A fairly common event in a database's lifecycle
is that of the migration from version "older" to version "newer."
Migrating from one version to another may be as simple as
exporting the old and importing into the new, but chances are
there is a lot more involved than first meets the eye. It is not
uncommon to also incorporate other significant changes such as an
operating system change, a schema modification, and changes to
related applications. Each change has its own inherent risk, but
lumping them together in one operation flies in the face of common
sense, even more so without having tested the migration from start
to end. Amazingly, this situation occurs all too often.
From a software engineering standpoint, is it
safe or a best practice to heap so many significant changes
together in one step? Further, wouldn't it seem obvious that you
would want to one, not only practice the migration, but two, test
the changes before actually applying them to your live/production
environment?
Here is something else to consider: break a
dependency chain before it breaks you and the migration process.
Given the scenario of migrating from Oracle8i to 10g, changing the
underlying operating system to Linux from Solaris, modifying major
tables within a schema, and running newer/modified versions of
related applications, where are the places you can break the
dependency chain? Put another way, what are the
safer/well-known/"charted by many others before you" steps, and
which are the uncharted/"applies only to you" steps?

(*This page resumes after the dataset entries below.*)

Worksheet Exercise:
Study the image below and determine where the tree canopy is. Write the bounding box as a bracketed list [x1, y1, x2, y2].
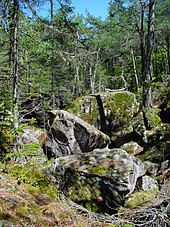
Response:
[0, 0, 169, 131]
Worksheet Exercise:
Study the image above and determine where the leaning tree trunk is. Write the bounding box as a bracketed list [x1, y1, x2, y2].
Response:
[92, 94, 107, 134]
[143, 0, 155, 108]
[12, 0, 19, 152]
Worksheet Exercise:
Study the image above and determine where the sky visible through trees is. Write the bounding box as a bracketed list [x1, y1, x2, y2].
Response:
[0, 0, 169, 142]
[71, 0, 109, 19]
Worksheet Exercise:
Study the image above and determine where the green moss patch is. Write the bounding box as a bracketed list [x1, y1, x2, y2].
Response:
[66, 91, 139, 129]
[125, 190, 158, 208]
[143, 107, 162, 129]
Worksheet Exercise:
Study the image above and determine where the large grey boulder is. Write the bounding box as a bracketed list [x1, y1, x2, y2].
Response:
[44, 110, 110, 158]
[50, 147, 145, 213]
[15, 126, 48, 164]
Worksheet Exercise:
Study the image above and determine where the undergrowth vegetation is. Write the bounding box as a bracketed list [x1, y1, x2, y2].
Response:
[0, 120, 169, 226]
[0, 158, 109, 226]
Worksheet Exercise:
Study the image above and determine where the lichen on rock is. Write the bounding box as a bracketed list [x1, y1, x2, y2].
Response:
[50, 147, 145, 214]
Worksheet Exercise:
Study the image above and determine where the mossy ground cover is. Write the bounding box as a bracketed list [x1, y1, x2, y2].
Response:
[125, 189, 158, 208]
[0, 160, 109, 226]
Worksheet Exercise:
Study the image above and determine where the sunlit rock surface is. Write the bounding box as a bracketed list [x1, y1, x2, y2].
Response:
[50, 147, 145, 213]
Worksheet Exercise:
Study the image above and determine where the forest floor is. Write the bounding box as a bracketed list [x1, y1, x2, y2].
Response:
[0, 160, 112, 227]
[0, 156, 169, 226]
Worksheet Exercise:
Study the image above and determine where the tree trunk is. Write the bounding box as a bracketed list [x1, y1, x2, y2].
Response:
[89, 48, 100, 94]
[12, 0, 19, 152]
[121, 69, 127, 89]
[140, 4, 146, 82]
[73, 64, 81, 98]
[98, 76, 102, 93]
[95, 94, 107, 134]
[143, 0, 155, 108]
[131, 49, 139, 91]
[50, 0, 55, 110]
[154, 41, 158, 79]
[89, 64, 94, 94]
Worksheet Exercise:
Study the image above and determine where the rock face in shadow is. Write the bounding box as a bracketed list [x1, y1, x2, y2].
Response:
[43, 110, 110, 158]
[50, 147, 145, 214]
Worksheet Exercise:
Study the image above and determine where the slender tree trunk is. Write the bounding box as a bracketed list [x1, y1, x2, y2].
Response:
[98, 77, 102, 93]
[143, 0, 155, 108]
[131, 49, 139, 91]
[154, 41, 158, 78]
[50, 0, 55, 109]
[92, 63, 97, 94]
[76, 65, 81, 96]
[8, 3, 14, 80]
[89, 48, 100, 94]
[140, 4, 146, 81]
[12, 0, 19, 152]
[121, 69, 127, 89]
[89, 64, 93, 94]
[73, 64, 81, 97]
[25, 51, 31, 94]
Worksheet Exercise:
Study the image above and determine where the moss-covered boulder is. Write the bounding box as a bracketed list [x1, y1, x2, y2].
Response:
[50, 147, 145, 214]
[135, 122, 170, 166]
[66, 91, 139, 132]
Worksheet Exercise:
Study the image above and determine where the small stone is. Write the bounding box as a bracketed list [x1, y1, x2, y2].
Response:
[144, 161, 159, 175]
[0, 174, 7, 181]
[142, 176, 159, 191]
[160, 160, 169, 171]
[121, 141, 143, 156]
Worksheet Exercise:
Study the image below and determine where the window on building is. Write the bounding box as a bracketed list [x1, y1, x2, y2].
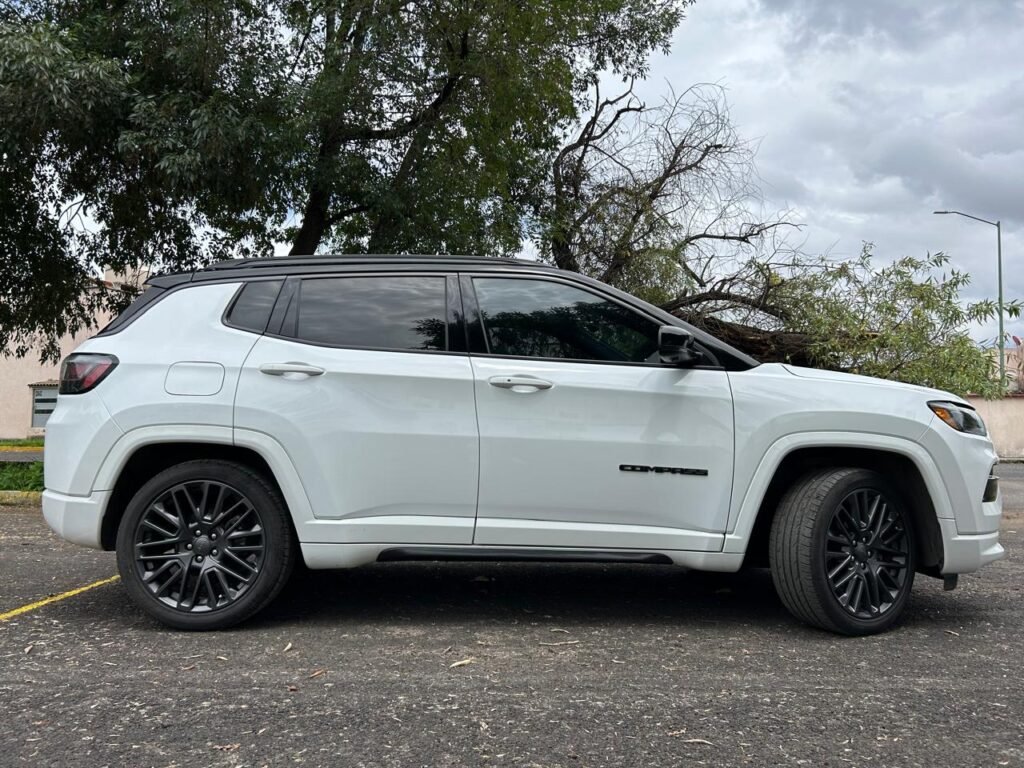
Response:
[31, 386, 58, 428]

Separate the known from the
unknown (where versus how)
For non-leading edge/early adopter/early
implementers ("sure, we're more than happy to provide our
production environment as a beta testing ground for the rest of
the world") of a new version of Oracle, by the time you (and your
company) are ready to migrate from an older version of the RDBMS
software to a newer one, many others will have gone before you.
Likewise, many others have already crossed over to the dark side
by having adopted Linux as their underlying OS.
Considering the combined RDBMS/OS version
change as the known, this combination is also the "where" part of
"where versus how." Where your production database lives in terms
of version and OS is a logical place to break the dependency
chain. In an all-or-nothing do-or-die migration scenario, failure
means losing the time spent on what is perhaps the simplest part
of the scenario, namely, the hours spent on exporting and
importing. If you can separate the overall migration into at least
two distinct stages, you will have broken the dependency chain
into smaller chains. The guiding principle/lesson to be learned
here is to move from point A to D via safe, incremental steps.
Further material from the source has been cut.